Penggantian nama RSUD di atas meskipun menonjolkan kearifan lokal "Sunda", mayoritas etnik di Jawa Barat, tdak akan menghilangkan nilai filosofi Islam yang melekat pada nama "Al Ihsan" sebagaimana kekhawatiran berlebihan Ketua Umum FUUI tersebut ("Hidayatulah.com", 4/7/2025).

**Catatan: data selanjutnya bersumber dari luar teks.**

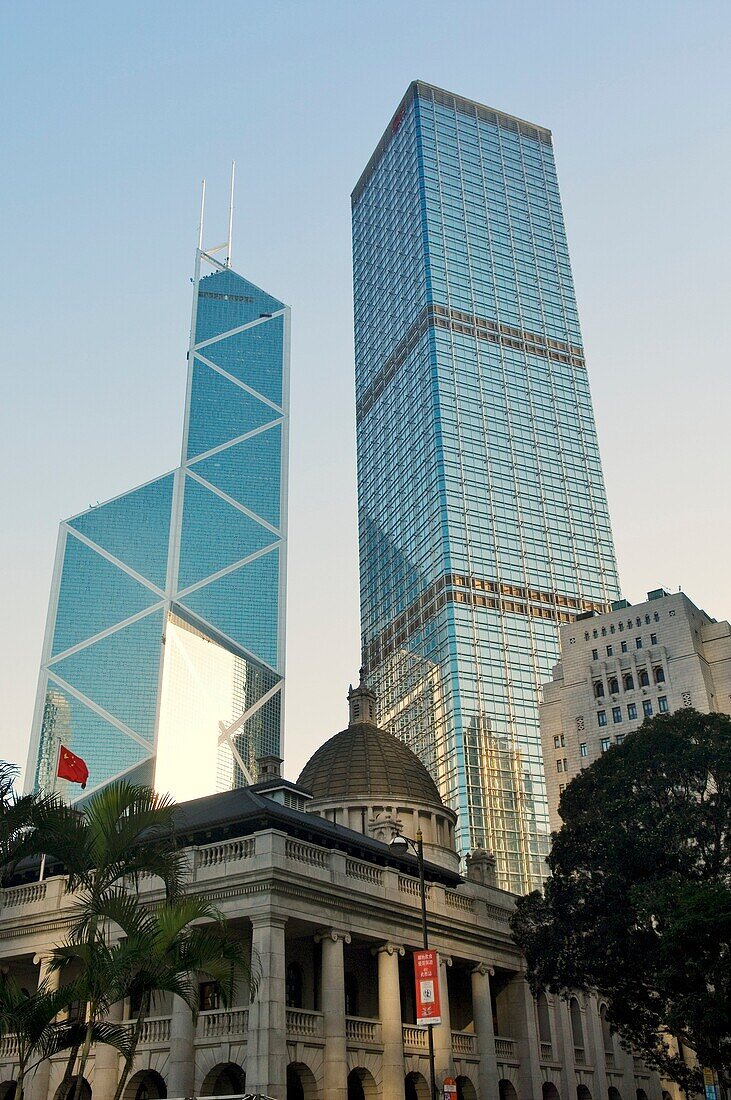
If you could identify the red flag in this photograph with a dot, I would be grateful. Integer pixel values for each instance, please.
(72, 767)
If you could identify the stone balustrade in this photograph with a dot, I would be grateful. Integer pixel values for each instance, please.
(506, 1048)
(414, 1037)
(362, 1032)
(464, 1043)
(218, 1023)
(305, 1022)
(155, 1030)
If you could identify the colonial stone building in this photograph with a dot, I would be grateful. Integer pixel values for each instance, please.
(306, 876)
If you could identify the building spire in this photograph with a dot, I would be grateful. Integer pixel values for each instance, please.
(362, 704)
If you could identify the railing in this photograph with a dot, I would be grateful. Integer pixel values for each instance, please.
(155, 1030)
(213, 855)
(303, 1022)
(307, 854)
(411, 887)
(216, 1023)
(414, 1036)
(25, 895)
(464, 1043)
(506, 1047)
(356, 869)
(360, 1030)
(460, 901)
(8, 1047)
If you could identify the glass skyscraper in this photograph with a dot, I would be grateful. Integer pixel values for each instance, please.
(483, 513)
(164, 653)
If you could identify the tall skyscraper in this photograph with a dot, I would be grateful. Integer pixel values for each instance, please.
(483, 513)
(164, 655)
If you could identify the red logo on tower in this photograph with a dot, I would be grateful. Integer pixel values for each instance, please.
(425, 972)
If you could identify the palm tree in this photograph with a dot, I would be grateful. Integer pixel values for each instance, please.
(174, 947)
(32, 1020)
(104, 846)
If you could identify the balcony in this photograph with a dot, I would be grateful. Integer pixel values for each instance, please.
(464, 1043)
(303, 1022)
(360, 1031)
(219, 1023)
(506, 1049)
(414, 1038)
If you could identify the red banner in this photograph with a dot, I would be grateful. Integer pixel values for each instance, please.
(425, 972)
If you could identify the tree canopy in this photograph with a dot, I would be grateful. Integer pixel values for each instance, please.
(638, 906)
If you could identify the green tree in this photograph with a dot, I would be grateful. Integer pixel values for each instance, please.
(638, 906)
(33, 1021)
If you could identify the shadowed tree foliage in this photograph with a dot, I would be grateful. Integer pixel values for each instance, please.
(639, 903)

Demikian pula Ketua Aliansi Pergerakan Islam Jawa Barat , disingkat "API Jabar", Ustadz Asep Syaripudin tidak perlu keras keras menolak penggantian nama RSUD "Al Ihsan" menjadi RSUD "Welas Asih" sehingga melontarkan ancaman begini :
"Jangan main main dengan wilayah yang sensitif ini. Kami dari aliansi masyarakat Jawa Barat bersama para ulama dan tokoh masyarakat akan terus menyuarakan penolakan ini", ujarnya tegas ("suaraislam",4/7/2025)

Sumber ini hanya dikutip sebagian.